К вечеру фронт на нашем участке фактически перестал существовать. Ставка австрийцев, которые они сделали на второй по количеству народ в империи, который, в отличие от многочисленных славянских народов, должен был отличаться большей лояльностью короне, полностью провалилась. Венгры массами переходили к нам или просто расходились по домам, бросая оружие. Оставшиеся австрийские части спешно отступали, боясь быть окружёнными. Наши разведчики докладывали, что в тылу у противника царит хаос — солдаты грабят обозы, офицеры стреляют в непокорных, а по дорогам бредут толпы дезертиров, движущихся к фронту для перехода на сторону восставших, возвращающихся в свои города и деревни, либо уходящие для создания собственных партизанских отрядов для борьбы с властью Габсбургов.

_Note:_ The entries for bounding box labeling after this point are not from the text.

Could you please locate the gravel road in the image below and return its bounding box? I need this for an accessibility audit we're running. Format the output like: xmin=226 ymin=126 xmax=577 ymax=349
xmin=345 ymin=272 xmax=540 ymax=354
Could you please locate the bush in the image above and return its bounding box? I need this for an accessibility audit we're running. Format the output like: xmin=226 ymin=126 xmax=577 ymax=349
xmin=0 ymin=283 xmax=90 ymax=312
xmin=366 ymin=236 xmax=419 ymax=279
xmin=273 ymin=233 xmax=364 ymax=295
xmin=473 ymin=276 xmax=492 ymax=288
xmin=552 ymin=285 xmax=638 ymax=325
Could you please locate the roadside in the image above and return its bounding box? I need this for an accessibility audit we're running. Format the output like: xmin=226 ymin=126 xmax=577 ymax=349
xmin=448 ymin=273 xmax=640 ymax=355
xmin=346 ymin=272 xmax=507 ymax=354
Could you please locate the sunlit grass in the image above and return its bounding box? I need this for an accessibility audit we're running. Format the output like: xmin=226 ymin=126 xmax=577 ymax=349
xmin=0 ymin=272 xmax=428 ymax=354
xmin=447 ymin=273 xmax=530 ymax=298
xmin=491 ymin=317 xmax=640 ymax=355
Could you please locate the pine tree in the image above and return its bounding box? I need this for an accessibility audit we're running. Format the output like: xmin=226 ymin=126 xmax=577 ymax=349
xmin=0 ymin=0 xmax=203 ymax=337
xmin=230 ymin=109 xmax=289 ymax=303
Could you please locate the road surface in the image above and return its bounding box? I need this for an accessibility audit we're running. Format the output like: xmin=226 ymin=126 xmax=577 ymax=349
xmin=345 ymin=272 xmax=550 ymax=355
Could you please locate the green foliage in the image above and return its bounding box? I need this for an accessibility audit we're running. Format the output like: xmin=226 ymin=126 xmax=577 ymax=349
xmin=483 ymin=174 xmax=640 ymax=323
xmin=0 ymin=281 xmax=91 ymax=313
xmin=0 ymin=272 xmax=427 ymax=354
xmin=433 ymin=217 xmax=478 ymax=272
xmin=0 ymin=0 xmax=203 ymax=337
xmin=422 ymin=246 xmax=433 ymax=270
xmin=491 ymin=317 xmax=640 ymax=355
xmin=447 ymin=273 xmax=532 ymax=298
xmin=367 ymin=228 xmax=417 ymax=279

Я сидел у костра, слушая доклады, и думал о странной логике войны. Мы потратили месяцы, пытаясь прорвать этот фронт снарядами и штыками — а разрушили его всего за несколько дней, просто показав этим людям, что у них есть выбор. Легионеры, которых ещё недавно презирали как предателей, теперь оказались катализатором мятежа, искрой, от которой вспыхнуло пламя тотального восстания.

— Завтра двинемся вперёд, — сказал я Жданову, — Если венгры не хотят воевать, значит, путь на Будапешт открыт.

Ночь была неспокойной. Где-то вдалеке горели австрийские склады, и зарево освещало небо кровавым отсветом. Я лежал в палатке, но не мог уснуть — в голове звучали голоса тех венгров, что перешли к нам сегодня. Они говорили о доме, о семье, о том, как устали воевать за чужие интересы. И в их словах не было ненависти к нам — только горечь и усталость от бессмысленной бойни.

Утром, когда туман ещё стелился по долинам, ко мне прибежал связной:

— Ваше сиятельство! Венгры прислали парламентёров! Говорят, целый полк готов сложить оружие, если мы гарантируем, что их отправят домой!

Я вышел из палатки. На опушке стояли три человека в потрёпанных мундирах — два пожилых солдата и молоденький лейтенант. У одного в руках был белый флаг, сшитый из, как мне показалось, офицерской рубашки.